This module contains code to run the streaming dataflow pipelines:
- Generate mock JSON data using the Streaming Data Generator template and push it to a PubSub topic.
- Ingest data generated by above pipeline from PubSub topic into BigQuery.

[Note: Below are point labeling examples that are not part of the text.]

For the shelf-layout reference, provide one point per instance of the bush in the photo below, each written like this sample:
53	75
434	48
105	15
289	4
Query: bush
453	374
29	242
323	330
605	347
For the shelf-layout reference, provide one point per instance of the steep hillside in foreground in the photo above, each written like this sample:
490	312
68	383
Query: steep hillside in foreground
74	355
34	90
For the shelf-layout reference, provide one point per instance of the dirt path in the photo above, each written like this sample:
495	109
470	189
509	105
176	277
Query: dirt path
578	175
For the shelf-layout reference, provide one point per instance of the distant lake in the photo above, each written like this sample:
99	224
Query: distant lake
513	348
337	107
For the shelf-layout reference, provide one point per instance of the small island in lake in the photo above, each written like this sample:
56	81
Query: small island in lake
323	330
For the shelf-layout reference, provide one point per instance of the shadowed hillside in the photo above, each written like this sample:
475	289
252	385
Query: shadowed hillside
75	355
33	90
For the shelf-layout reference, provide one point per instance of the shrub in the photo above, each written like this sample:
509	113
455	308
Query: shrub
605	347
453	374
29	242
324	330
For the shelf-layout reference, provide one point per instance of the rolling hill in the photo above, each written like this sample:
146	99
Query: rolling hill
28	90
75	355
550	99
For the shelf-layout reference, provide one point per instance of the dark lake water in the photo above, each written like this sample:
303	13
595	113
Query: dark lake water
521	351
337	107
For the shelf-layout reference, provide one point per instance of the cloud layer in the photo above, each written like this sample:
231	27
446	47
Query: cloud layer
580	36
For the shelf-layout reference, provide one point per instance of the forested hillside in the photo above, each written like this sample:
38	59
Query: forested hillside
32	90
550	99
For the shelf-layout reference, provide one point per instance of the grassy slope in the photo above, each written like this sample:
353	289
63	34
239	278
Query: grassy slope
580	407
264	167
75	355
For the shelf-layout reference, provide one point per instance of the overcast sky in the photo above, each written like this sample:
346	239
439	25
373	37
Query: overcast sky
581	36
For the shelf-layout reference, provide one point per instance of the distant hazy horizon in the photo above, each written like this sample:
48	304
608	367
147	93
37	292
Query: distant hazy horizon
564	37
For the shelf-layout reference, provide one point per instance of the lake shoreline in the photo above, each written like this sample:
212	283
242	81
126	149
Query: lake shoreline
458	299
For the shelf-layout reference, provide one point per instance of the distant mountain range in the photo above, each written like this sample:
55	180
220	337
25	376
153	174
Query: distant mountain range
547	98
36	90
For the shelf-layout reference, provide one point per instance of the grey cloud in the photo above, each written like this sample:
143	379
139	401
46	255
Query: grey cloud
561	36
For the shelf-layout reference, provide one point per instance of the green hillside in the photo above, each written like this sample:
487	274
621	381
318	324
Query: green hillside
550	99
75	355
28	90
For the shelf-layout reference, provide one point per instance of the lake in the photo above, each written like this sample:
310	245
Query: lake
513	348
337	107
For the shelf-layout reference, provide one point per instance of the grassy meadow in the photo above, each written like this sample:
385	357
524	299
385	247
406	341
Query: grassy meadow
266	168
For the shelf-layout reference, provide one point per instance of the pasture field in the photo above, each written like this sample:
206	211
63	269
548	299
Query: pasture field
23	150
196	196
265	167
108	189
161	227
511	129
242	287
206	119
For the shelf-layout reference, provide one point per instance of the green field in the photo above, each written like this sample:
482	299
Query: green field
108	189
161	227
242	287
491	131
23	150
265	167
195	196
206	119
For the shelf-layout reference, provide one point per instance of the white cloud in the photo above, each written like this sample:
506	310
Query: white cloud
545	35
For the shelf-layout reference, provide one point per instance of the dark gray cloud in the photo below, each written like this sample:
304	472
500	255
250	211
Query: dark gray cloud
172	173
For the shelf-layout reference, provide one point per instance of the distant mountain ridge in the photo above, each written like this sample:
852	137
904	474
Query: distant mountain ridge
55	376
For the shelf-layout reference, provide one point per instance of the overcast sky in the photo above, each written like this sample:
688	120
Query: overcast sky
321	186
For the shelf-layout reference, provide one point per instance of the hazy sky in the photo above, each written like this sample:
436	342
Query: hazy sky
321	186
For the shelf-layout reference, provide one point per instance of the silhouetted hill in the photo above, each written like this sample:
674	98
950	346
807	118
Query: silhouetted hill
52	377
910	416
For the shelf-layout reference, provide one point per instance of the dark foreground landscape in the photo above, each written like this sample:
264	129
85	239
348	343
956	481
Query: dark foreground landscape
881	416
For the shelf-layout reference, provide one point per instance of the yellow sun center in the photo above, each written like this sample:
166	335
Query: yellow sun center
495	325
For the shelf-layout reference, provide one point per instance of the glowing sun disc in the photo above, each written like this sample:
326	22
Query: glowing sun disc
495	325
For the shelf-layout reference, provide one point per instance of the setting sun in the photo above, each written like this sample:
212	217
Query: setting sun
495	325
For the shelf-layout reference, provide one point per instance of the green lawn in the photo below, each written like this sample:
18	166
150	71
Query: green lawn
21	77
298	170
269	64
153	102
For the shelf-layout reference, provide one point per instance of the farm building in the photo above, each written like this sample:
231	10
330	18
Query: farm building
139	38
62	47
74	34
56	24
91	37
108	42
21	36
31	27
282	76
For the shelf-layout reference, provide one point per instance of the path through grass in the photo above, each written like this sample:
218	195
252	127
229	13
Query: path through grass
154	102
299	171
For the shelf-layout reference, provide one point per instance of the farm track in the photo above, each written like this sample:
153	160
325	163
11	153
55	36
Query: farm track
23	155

gcloud beta dataflow flex-template run voice-billing-mock-generator \
--template-file-gcs-location gs://dataflow-templates-us-central1/latest/flex/Streaming_Data_Generator \
--region us-central1 \
--subnetwork SUBNETWORK \
--service-account-email SERVICE_ACCOUNT \
--parameters schemaLocation=SCHEMA_LOCATION,topic=TOPIC,qps=QPS
Parameter | Description | Example |
---|---|---|
SCHEMA_LOCATION | Location of the JSON file which has schema defined | gs://cx-{PROJECT_NUMBER}-data-billing-voice-test-mockup/random-voice-billing-generator.json |
TOPIC | PubSub topic to push the generated data into | projects/{PROJECT_ID}/topics/voice-billing-mock-generate-data |
QPS | Number of JSONs to be generated per second | 5 |
SERVICE_ACCOUNT | Service account which runs the job | dataflow-job-compute-executor@{PROJECT_ID}.iam.gserviceaccount.com |
SUBNETWORK | Subnetwork in which the job runs | regions/us-central1/subnetworks/{PROJECT_ID}-usce1 |
python ETL/voice_pipeline.py \
--runner DirectRunner \
--input_subscription INPUT_SUBSCRIPTION \
--gcs_path GCS_PATH \
--target_table TARGET_TABLE \
--reject_table REJECT_TABLE \
--timestamp_column TIMESTAMP_COLUMN \
--partition_column PARTITION_COLUMN \
--past_data_threshold PAST_DATA_THRESHOLD
python ETL/voice_pipeline.py \
--project PROJECT_ID \
--region REGION \
--runner DataflowRunner \
--job_name voice-billing-pubsub-to-bq \
--serviceAccount SERVICE_ACCOUNT \
--subnetwork SUBNETWORK \
--staging_location STAGING_LOCATION \
--temp_location TEMP_LOCATION \
--setup_file ETL/setup.py \
--max_num_workers MAX_NUM_WORKERS \
--input_subscription INPUT_SUBSCRIPTION \
--gcs_path GCS_PATH \
--target_table TARGET_TABLE \
--reject_table REJECT_TABLE \
--timestamp_column TIMESTAMP_COLUMN \
--parition_column PARTITION_COLUMN \
--past_data_threshold PAST_DATA_THRESHOLD
Parameter | Description | Example |
---|---|---|
INPUT_SUBSCRIPTION | PubSub subscription to read the JSONs from | projects/{PROJECT_ID}/subscriptions/voice-platform_voice-billing_v1_SUB_voice-billing-pubsub-to-bq_v1 |
TARGET_TABLE | Full name of BQ's target table | {PROJECT_ID}:platform.voice_billing |
REJECT_TABLE | Full name of BQ's reject table | {PROJECT_ID}:platform.voice_billing_rejected |
TIMESTAMP_COLUMN | Timestamp column from which partition key is derived | session_start |
PARTITION_COLUMN | Name of the partition column | session_start_date |
PAST_DATA_THRESHOLD | Age in hours after which messages are rejected | 72 |
PROJECT_ID | Project ID where the jobs needs to run | {PROJECT_ID} |
REGION | Region | us-central1 |
SERVICE_ACCOUNT | Service account which runs the job | dataflow-job-compute-executor@{PROJECT_ID}.iam.gserviceaccount.com |
SUBNETWORK | Subnetwork in which the job runs | regions/us-central1/subnetworks/{PROJECT_ID}-usce1 |
STAGING_LOCATION | GCS storage path for dataflow's staging files | gs://cx-{PROJECT_NUMBER}-data-staging/voice/staging |
TEMP_LOCATION | GCS storage path for dataflow's temp files | gs://cx-{PROJECT_NUMBER}-data-staging/voice/temp |
MAX_NUM_WORKERS | Max number of workers to be allocated for the job | 10 |